Analis sepak bola nasional keturunan Jerman Timo Scheunemann memberikan motivasi kepada para pemain, pelatih, dan orangtua pemain LKG-SKF Indonesia yang akan berangkat berlaga di Piala Gothia 2019 di Bogor, Jawa Barat, Minggu (30/6/2019). Timo menekankan anak-anak harus rileks bermain dan menikmati setiap pertandingan. Pesepak bola usia muda tidak boleh dituntut juara karena itu bukan target utama. Target utama mereka adalah membentuk pondasi dan karakter sepak bola, serta sikap yang baik.
KOMPAS/ADRIAN FAJRIANSYAH (DRI)
30-06-2019

 

Setiap pekan, mereka melihat semua laga dari tribune penonton dan mengamati perkembangan setiap pemain. ”Pengamatan terutama terkait peran pemain terhadap posisinya. Kami amati kekuatan dan keterampilan pemain,” kata Hadi, akhir pekan lalu.

Pemain yang baik harus bertanggung jawab pada  perannya di tim, entah sebagai penyerang, gelandang, bek, atau penjaga gawang. Setiap posisi juga memiliki karakter dan tuntutan khusus yang perlu dikuasai pemain. Penjaga gawang, misalnya, mutlak harus memiliki postur tubuh yang tinggi.

Kemampuan para pemain itu hanya bisa diamati dengan baik apabila diperlihatkan secara rutin. Untuk itulah Liga Kompas digelar setiap pekan. Apalagi hasil riset FIFA menunjukkan, para pemain usia 14 tahun ke bawah harus berlaga sebanyak 30-35 kali per tahun agar kemampuannya terjaga.

”Kalau pemain hanya tampil sesaat, kami juga tidak mampu melihat kemampuan mereka yang sebenarnya,” kata Hadi. Penampilan sesaat itu, misalnya, melalui turnamen yang hanya berlangung dalam hitungan hari.

Dengan menjalani laga setiap pekan, perkembangan setiap pemain lebih jelas terlihat. Kompetisi panjang memungkinkan terjadinya berbagai situasi yang menguji pemain seperti faktor cuaca, kekuatan lawan, pengaruh penonton, dan keputusan wasit.

Liga Kompas bergulir saat panas dan hujan sehingga para pemain harus beradaptasi di lapangan yang kering atau basah. Kekuatan lawan akan selalu berubah sehingga setiap pemain pantang meremehkan lawan. Terakhir, faktor emosi yang dipicu oleh penonton atau keputusan wasit akan menguji kematangan pemain.

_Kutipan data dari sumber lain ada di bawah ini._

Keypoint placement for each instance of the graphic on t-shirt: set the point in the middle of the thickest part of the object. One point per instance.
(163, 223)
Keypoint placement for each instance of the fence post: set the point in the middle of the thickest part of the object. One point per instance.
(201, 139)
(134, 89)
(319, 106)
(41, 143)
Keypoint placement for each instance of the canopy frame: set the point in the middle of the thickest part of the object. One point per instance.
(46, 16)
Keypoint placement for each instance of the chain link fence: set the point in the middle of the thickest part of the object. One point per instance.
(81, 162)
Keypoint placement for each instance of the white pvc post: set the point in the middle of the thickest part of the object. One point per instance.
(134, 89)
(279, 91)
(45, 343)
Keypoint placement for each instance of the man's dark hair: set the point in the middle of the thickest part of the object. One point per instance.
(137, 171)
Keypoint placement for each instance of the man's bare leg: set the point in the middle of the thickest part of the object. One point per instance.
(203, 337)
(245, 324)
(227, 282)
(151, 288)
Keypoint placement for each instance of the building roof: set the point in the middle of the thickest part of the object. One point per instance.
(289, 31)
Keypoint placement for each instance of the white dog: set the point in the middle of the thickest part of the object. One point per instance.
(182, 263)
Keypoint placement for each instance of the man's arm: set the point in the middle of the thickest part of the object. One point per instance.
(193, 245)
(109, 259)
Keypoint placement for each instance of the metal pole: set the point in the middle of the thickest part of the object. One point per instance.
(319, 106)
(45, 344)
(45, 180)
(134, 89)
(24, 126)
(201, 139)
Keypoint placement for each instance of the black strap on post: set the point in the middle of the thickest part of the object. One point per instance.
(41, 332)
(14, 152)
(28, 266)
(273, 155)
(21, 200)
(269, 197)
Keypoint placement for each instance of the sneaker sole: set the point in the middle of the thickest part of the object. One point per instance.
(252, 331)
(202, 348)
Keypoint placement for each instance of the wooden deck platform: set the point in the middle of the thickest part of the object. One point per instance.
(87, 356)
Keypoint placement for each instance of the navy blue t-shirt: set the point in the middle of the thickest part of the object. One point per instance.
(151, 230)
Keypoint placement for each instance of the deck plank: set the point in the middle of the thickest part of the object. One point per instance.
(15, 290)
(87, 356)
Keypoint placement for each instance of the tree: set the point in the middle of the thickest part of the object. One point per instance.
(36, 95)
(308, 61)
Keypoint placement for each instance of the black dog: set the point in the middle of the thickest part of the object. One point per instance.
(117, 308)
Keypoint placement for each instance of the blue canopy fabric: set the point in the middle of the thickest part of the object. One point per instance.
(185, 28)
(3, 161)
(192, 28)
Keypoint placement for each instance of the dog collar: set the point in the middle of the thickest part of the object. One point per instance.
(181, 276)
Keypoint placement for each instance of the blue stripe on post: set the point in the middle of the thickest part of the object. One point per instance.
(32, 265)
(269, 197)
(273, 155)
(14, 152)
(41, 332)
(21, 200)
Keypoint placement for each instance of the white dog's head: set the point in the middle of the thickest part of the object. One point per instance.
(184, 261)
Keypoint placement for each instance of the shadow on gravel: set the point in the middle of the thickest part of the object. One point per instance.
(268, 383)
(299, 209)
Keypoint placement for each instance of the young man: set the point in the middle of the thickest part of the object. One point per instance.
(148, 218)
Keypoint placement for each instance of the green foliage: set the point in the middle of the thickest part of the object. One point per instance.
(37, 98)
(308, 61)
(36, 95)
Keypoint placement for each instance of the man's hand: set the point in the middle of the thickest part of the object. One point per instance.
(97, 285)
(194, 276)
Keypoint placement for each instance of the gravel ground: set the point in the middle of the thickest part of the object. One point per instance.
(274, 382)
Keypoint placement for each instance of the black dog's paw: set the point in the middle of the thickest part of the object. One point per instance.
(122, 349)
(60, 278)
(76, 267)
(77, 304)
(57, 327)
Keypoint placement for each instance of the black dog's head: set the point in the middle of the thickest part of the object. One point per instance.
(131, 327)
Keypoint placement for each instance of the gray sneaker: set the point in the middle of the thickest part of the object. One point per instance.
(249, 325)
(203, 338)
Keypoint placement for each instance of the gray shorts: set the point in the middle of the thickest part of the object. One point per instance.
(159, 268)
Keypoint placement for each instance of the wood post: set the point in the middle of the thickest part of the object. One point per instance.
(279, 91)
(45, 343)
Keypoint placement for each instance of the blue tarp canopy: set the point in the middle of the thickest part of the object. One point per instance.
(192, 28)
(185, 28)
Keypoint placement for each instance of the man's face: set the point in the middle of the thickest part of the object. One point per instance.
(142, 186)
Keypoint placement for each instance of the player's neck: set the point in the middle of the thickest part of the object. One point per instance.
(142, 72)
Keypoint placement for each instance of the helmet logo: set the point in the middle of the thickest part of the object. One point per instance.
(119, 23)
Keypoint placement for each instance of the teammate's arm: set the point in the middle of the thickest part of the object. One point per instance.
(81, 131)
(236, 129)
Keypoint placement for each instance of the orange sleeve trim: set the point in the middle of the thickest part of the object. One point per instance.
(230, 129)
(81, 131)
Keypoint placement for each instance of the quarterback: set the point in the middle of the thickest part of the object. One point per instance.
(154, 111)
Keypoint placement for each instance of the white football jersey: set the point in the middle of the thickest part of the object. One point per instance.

Faktor lain yang tidak kalah penting adalah tingkah laku pemain. Meski jago di lapangan, seorang pemain tidak akan masuk dalam catatan tim pemandu bakat apabila tidak mampu menghormati lawan, wasit, maupun pelatih.

Setiap anggota tim pemandu bakat kemudian akan mengantongi pemain-pemain terbaik versi masing-masing. Selanjutnya mereka akan bertemu untuk menguji penilaian masing-masing dan menghasilkan pemain terbaik hasil keputusan bersama.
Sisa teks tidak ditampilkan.